Now, YouTuber Niles Mitchell, aka napabar, has decided to take things back another decade, demonstrating that a modern iPhone can in fact be used to interface with a 1986 Apple Hard Disk 20SC — an Apple accessory from 15 years before the iPod, released at a time when the Macintosh had just gotten System 3.0 and a few PCs could actually run Microsoft’s new and shiny Windows 1.0 “operating environment” on top of the entirely command-line based Microsoft DOS.

The biggest trick with the Hard Disk 20SC is that USB wasn’t even on the drawing board back in 1986 — it wouldn’t begin development until eight years later in 1994. Instead, the 20SC used an older interface called SCSI (pronounced “scuzee”), short for Small Computer System Interface. The 20SC was designed to be used with the Macintosh Plus that came out that same year with a native interface for external SCSI drives, but could also be plugged into the Apple II series if users chose to add their own SCSI controller card. It was the second external hard drive that Apple ever manufactured, and the first to use the non-proprietary SCSI interface, following on the heels of the previous year’s Hard Disk 20, which was made to work solely with the Macintosh 512K.
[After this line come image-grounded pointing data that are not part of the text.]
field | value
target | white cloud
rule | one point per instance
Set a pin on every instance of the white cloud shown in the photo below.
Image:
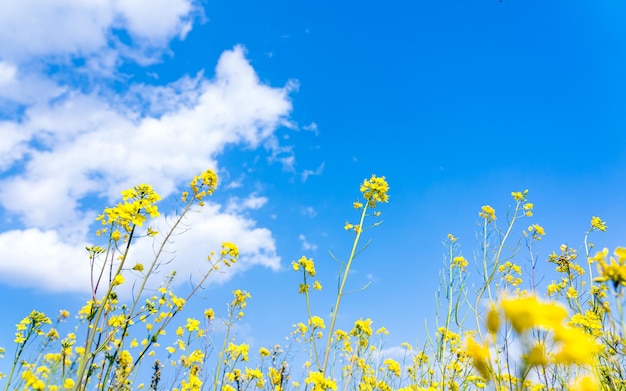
(252, 202)
(41, 259)
(309, 211)
(318, 171)
(305, 244)
(203, 232)
(73, 146)
(93, 147)
(33, 28)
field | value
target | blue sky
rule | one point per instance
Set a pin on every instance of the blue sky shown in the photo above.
(294, 103)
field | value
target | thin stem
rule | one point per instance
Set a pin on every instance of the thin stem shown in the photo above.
(359, 230)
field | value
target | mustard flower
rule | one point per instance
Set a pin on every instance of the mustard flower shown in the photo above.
(487, 213)
(392, 366)
(518, 195)
(375, 190)
(319, 382)
(316, 322)
(576, 347)
(306, 263)
(598, 224)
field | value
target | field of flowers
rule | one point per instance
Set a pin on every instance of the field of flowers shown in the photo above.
(491, 334)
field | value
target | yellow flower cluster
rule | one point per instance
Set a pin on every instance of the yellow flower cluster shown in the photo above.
(201, 186)
(375, 190)
(138, 203)
(487, 213)
(613, 271)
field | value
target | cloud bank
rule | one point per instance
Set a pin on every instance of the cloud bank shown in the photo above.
(67, 149)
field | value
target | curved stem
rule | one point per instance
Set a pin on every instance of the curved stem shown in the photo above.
(359, 230)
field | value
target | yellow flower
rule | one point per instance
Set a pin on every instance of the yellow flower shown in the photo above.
(577, 347)
(597, 223)
(537, 355)
(319, 382)
(117, 280)
(316, 322)
(375, 190)
(488, 213)
(68, 384)
(392, 366)
(585, 383)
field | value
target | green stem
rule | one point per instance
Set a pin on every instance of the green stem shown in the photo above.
(359, 230)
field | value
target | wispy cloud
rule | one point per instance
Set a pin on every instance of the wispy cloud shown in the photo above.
(69, 148)
(318, 171)
(306, 245)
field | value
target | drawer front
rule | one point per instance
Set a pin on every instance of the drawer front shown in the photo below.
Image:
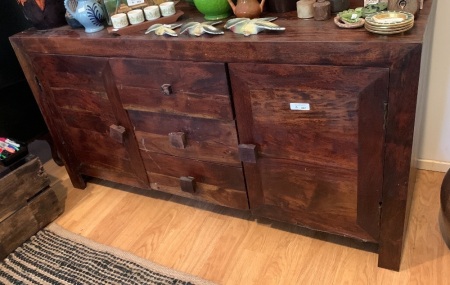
(319, 137)
(193, 89)
(81, 109)
(209, 182)
(204, 139)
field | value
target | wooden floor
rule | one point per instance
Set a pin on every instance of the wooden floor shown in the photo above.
(229, 247)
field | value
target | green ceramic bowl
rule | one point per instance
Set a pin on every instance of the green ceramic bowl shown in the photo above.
(213, 9)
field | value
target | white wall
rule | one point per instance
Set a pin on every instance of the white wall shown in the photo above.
(434, 148)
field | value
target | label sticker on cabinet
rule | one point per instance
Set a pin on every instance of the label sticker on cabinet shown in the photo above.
(299, 106)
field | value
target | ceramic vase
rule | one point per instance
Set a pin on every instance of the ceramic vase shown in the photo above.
(213, 9)
(88, 13)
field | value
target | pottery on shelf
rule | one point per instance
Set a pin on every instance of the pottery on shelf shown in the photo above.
(198, 29)
(247, 27)
(247, 8)
(88, 13)
(213, 9)
(163, 29)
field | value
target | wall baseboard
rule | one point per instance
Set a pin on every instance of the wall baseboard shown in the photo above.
(433, 165)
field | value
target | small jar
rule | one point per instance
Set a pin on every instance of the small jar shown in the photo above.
(305, 9)
(322, 10)
(339, 5)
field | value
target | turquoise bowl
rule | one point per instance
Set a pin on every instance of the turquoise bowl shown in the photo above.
(213, 9)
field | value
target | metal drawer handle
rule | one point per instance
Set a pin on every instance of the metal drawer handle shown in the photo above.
(117, 133)
(187, 184)
(167, 89)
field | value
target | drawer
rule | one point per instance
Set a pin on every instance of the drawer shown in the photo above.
(204, 139)
(209, 182)
(197, 89)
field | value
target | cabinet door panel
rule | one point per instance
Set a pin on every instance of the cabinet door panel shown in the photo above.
(320, 161)
(218, 184)
(74, 90)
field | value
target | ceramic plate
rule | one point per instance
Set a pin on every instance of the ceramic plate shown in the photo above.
(389, 31)
(390, 18)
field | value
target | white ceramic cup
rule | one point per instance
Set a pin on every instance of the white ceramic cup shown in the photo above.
(119, 20)
(152, 12)
(167, 8)
(135, 16)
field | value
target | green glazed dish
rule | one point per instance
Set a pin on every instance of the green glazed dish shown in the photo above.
(213, 9)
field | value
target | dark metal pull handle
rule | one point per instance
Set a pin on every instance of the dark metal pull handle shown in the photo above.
(166, 89)
(247, 153)
(117, 133)
(187, 184)
(177, 140)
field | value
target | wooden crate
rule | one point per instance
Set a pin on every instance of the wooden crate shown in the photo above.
(27, 202)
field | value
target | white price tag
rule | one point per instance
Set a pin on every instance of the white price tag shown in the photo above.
(299, 106)
(135, 2)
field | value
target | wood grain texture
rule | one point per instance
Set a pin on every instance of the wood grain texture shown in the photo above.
(208, 140)
(229, 247)
(20, 185)
(215, 183)
(316, 45)
(200, 89)
(321, 167)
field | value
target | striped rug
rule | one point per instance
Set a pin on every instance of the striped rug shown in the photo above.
(56, 256)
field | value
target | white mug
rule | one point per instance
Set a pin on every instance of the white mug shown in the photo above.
(119, 20)
(167, 8)
(136, 16)
(152, 12)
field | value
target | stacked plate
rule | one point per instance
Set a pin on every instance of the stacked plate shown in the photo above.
(389, 22)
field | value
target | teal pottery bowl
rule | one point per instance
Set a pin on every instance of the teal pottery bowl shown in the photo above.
(213, 9)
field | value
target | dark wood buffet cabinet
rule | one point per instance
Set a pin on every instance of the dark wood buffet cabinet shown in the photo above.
(313, 126)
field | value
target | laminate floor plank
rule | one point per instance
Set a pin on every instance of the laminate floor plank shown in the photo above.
(230, 247)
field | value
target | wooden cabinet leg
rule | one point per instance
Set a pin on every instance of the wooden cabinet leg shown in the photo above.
(55, 154)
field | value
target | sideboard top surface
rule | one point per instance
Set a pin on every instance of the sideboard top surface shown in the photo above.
(303, 42)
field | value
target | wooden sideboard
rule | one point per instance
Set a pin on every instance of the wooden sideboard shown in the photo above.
(210, 118)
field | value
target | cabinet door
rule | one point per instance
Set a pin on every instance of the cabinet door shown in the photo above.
(319, 138)
(74, 91)
(184, 124)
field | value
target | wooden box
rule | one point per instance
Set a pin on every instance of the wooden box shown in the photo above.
(27, 202)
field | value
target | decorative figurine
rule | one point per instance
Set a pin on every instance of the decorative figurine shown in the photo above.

To make the Hard Drive 20 SC work, Mitchell had to use a series of adapters, which included not only a SCSI-to-USB adapter, but because there were multiple versions of SCSI ports found on computers and devices in those days, he also needed an additional adapter to covert from the newer SCSI-2 connector on the USB adapter to the older and larger SCSI-1 ports on the Apple external hard drive.

To put things in perspective, in the video Mitchell also shows a 64 GB micro SD card from his son’s Nintendo Switch, which he notes are available in capacities of up to 1 TB in the same size for around $300. He holds this up next to the rather gargantuan 20MB Apple Hard Disk 20SC, noting that in today’s dollars with inflation factored in, this particular Apple accessory would have cost around $3,000. For 20 MB of storage.

Once Mitchell gets everything hooked up, which involves five pieces — an Apple Lightning Dock, and Apple Lightning to USB 3 Camera adapter, a USB to SCSI-2 adapter, a SCSI-2 to SCSI-1 adapter, and a SCSI terminator on the other end of the hard drive — he then uses Siri to “fire up the old hard drive” (obviously using a Siri Shortcut he created earlier just for effect), at which point you can hear it spinning up with a sound akin to a jet getting ready for takeoff.

For reasons that he admits that he can’t explain, Mitchell says that the 20SC takes three minutes and thirty seconds to appear on a Mac OS X desktop or in the iOS Files app, yet it appears immediately on Windows, Blu-ray players, and Smart TVs. After the long wait, however, the drive becomes fully functional once it shows up, and he was able to use his iPhone to play songs and open pictures from the hard drive, as well as copying the PDF owners manual onto it from his iPhone storage, and then open it and read it directly from the drive. Mitchell also notes that he found the Hard Disk 20SC surprisingly more responsive than other SCSI drives he had tested with the iPhone, such as Orb and Jazz drives.

What’s cool about this is not only that it works at all, but the fact that Mitchell is actually interfacing two pieces of Apple technology that were made almost 34 years apart. The entire video is worth a watch not only to see the magic of ancient technology and modern technology working together, but also to see just how far we’ve come from the days when hooking up external storage devices required matching up different physical connections, dealing with setting “SCSI IDs” and terminating device chains, and all to get 20 MB of storage — the equivalent of two or three songs in MP3 format. This was what life was like before USB and cheap storage, kids.